Je suis venu au monde à Nevis sans nom légitime ni fortune ; même mon année de naissance fait l'objet de débats. Orphelin tôt, j'ai appris l'arithmétique sur des grands livres dans une maison de commerce à Sainte-Croix, totalisant mélasse et rhum. Un ouragan faillit l'île ; ma description de ce désastre, imprimée et diffusée par des inconnus, m'acheta un passage pour le continent américain. Au King's College de New York, l'étude céda à l'agitation : pamphlets, exercices de milice, odeur de poudre.

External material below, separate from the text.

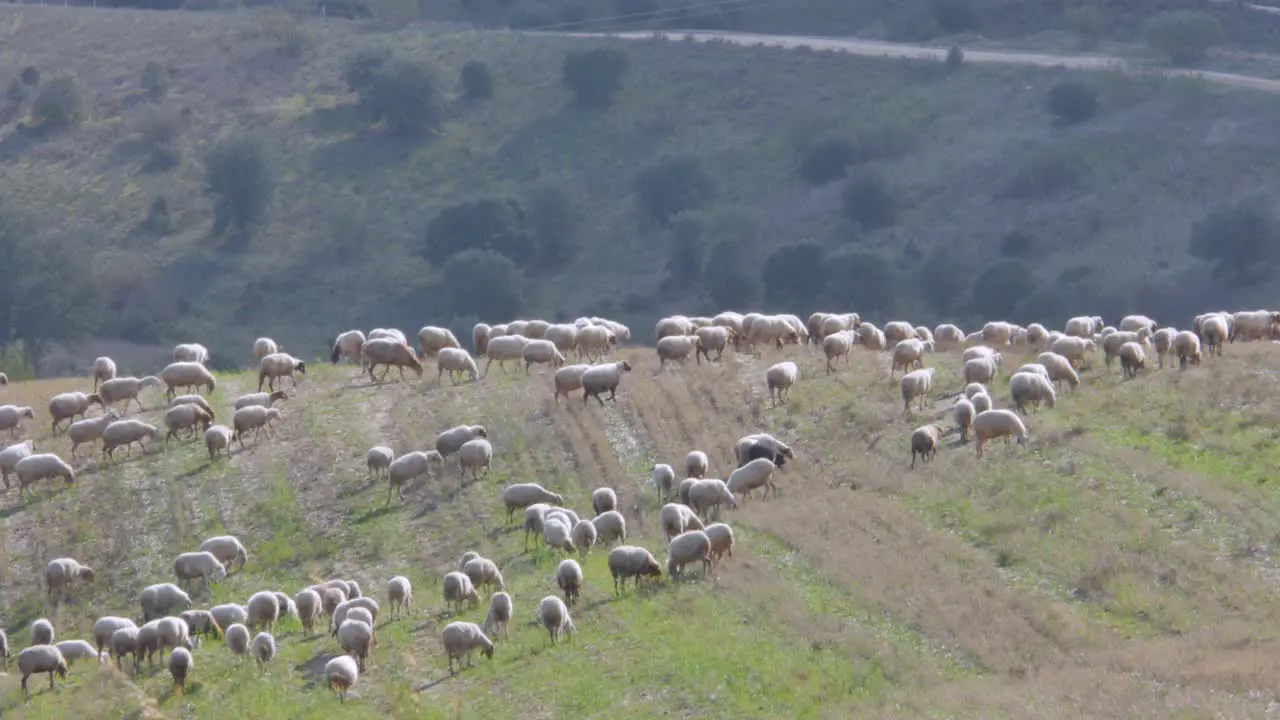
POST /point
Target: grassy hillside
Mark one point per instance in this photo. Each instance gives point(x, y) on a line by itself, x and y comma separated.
point(1119, 566)
point(956, 163)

J'ai levé une compagnie d'artillerie, puis j'ai rejoint l'entourage du général Washington comme aide de camp — encre, ordres et impatience belliqueuse. Après des années derrière un bureau, j'exigeai le champ de bataille ; à Yorktown j'ai mené un assaut nocturne sur la redoute n°10, baïonnettes au canon, et la ligne adverse céda. La paix apporta une campagne différente : l'union ou la désunion.

Dans la lutte pour la Constitution, j'ai rédigé la plupart des Federalist Papers et convaincu New York de la ratifier. Comme premier secrétaire au Trésor, je proposai de financer la dette nationale au pair, d'assumer les obligations des États et de créer une Banque des États-Unis. J'organisai des bureaux des douanes, une Monnaie et des cutters pour protéger les recettes — une machinerie assez robuste pour donner du crédit à une république qui ne possédait guère que des promesses.

Je prônai une Union énergique, la neutralité à l'étranger, le développement des manufactures chez nous, et la fermeté face aux insurrections. Je me disputai avec Jefferson, défendis le traité de Jay et, pour répondre aux rumeurs, publi mon propre déshonneur dans le pamphlet Reynolds. En 1804 je rencontrai Aaron Burr à Weehawken ; l'honneur s'avéra une arithmétique moins solide que l'intérêt, et j'en payai de ma vie.